研究課題/領域番号 |
18K14377
|
研究機関 | 島根大学 |
研究代表者 |
西田 郁久 島根大学, 生物資源科学部, 研究員 (20784531)
|
研究期間 (年度) |
2018-04-01 – 2021-03-31
|
キーワード | コエンザイムQ10 / 分裂酵母 / ミトコンドリア / 生合成 / p-ヒドロキシ安息香酸 / Pka1 / 炭素源 / 阻害剤 |
研究実績の概要 |
平成30年度に引き続き、平成31年(令和元年)度もCoQ生合成に関わる様々な新規因子の解析を行った。 これまでに、CoQ10の新規生合成因子であるCoq12がCoQ10の生合成に関わることが明らかとなっている。coq12破壊株ではCoQ生合成がほとんどみられないが、大腸菌のCoQ生合成遺伝子を分裂酵母で発現させたり、様々なキノン骨格類縁体を添加することでCoQ生産性が回復することが明らかとなった。また、coq12破壊株では高濃度の硫化水素の発生や酸化ストレス感受性などの表現型がみられた。
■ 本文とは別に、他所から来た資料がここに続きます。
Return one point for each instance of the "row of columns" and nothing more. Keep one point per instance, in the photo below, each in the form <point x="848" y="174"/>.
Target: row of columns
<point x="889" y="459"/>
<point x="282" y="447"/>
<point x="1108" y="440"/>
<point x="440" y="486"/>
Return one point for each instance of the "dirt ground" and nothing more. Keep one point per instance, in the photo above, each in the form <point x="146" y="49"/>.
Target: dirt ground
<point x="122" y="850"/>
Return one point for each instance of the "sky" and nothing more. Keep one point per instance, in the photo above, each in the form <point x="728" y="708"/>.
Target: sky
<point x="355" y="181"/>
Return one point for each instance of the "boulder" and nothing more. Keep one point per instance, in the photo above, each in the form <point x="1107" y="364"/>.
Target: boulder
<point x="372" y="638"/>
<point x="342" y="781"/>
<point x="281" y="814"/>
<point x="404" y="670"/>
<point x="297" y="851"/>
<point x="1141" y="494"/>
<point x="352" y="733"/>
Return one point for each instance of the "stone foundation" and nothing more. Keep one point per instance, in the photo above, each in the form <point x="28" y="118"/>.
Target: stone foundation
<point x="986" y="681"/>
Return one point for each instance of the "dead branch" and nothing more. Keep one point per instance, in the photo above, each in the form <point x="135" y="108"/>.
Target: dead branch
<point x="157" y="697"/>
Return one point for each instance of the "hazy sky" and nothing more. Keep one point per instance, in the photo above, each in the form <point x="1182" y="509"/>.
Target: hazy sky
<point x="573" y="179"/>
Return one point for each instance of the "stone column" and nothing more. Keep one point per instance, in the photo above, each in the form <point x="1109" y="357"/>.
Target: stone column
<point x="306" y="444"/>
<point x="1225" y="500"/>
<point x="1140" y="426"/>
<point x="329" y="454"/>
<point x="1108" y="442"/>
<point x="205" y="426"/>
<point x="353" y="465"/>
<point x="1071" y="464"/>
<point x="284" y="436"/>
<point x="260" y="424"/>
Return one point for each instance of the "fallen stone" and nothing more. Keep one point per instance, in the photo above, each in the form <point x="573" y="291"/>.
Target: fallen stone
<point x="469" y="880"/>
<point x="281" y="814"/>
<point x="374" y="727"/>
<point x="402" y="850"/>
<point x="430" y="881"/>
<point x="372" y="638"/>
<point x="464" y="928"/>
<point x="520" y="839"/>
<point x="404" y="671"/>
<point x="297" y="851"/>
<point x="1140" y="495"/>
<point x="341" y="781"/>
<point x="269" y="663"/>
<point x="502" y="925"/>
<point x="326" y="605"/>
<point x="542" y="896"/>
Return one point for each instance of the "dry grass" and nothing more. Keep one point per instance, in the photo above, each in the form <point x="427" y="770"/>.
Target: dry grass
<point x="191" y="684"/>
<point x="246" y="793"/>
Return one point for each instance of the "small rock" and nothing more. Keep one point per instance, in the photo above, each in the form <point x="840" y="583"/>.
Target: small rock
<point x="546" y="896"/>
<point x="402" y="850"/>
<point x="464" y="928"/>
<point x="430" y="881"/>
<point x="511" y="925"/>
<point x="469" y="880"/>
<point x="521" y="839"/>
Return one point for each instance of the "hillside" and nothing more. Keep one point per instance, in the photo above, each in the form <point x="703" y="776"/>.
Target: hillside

さらに、coq12破壊株でのCoQ生合成タンパク質のいくつかが発現低下することを見いだした。 低グルコース条件やcAMP-PKA経路の因子の遺伝子破壊株を用いた解析では、CoQ10の高生産に成功し、詳細な解析を行い、その成果を国際学会や学術論文で公表した。 様々な安息香酸類の添加により、CoQ10の生産性が低下することも見いだした。安息香酸によるCoQ生合成低下とp-アミノ安息香酸・p-ヒドロキシ安息香酸代謝との関連性、CoQのキノン骨格部分とイソプレノイド側鎖の前駆体を結合させるPpt1との関連性などにおいて新たな知見を得た。 顕微ラマン分光法を用いて開発したラマン散乱とミトコンドリア移行型GFP(Coq-GFP融合タンパク質)蛍光の同時検出系に関して国際学会や学術論文で公表した。
|
現在までの達成度 (区分) |
現在までの達成度 (区分)
2: おおむね順調に進展している
理由
研究概要に示したとおり、CoQに関する様々な研究課題において、成果が得られた。 coq12破壊株では様々な新しい表現型を発見した。また、安息香酸類の添加でCoQの生産性が低下することを見いだし、その機構解明に迫る多くのデータを得た。低グルコース・cAMP-PKA経路とCoQ生産性において成果を纏めることができた。その他、研究成果に示したように、関連するテーマでも多くの結果が得られた。
|
今後の研究の推進方策 |
今後も、Coq12の基質の同定を中心として解析を行う予定である。coq12破壊株で蓄積される代謝物の解析、精製Coq12を用いた反応生成物の解析等を進める。また、coq12破壊株において他のCoQ生合成遺伝子破壊株にみられる表現型があるかどうかについてもデータ取得をさらに進める。安息香酸類の添加でCoQの生産性を阻害する機構について、その標的となるCoQ生合成因子の同定を行う。また、安息香酸添加に伴うCoQ生合成低下に伴う酸化ストレス等への影響も解析する。
|
次年度使用額が生じた理由 |
新型コロナウイルスの影響で日本農芸化学会2020年度大会(2020年3月、福岡市)が中止(発表は成立)になったことなどに伴い、次年度使用額が生じた。令和2年度には、試薬等の購入に充てる予定である。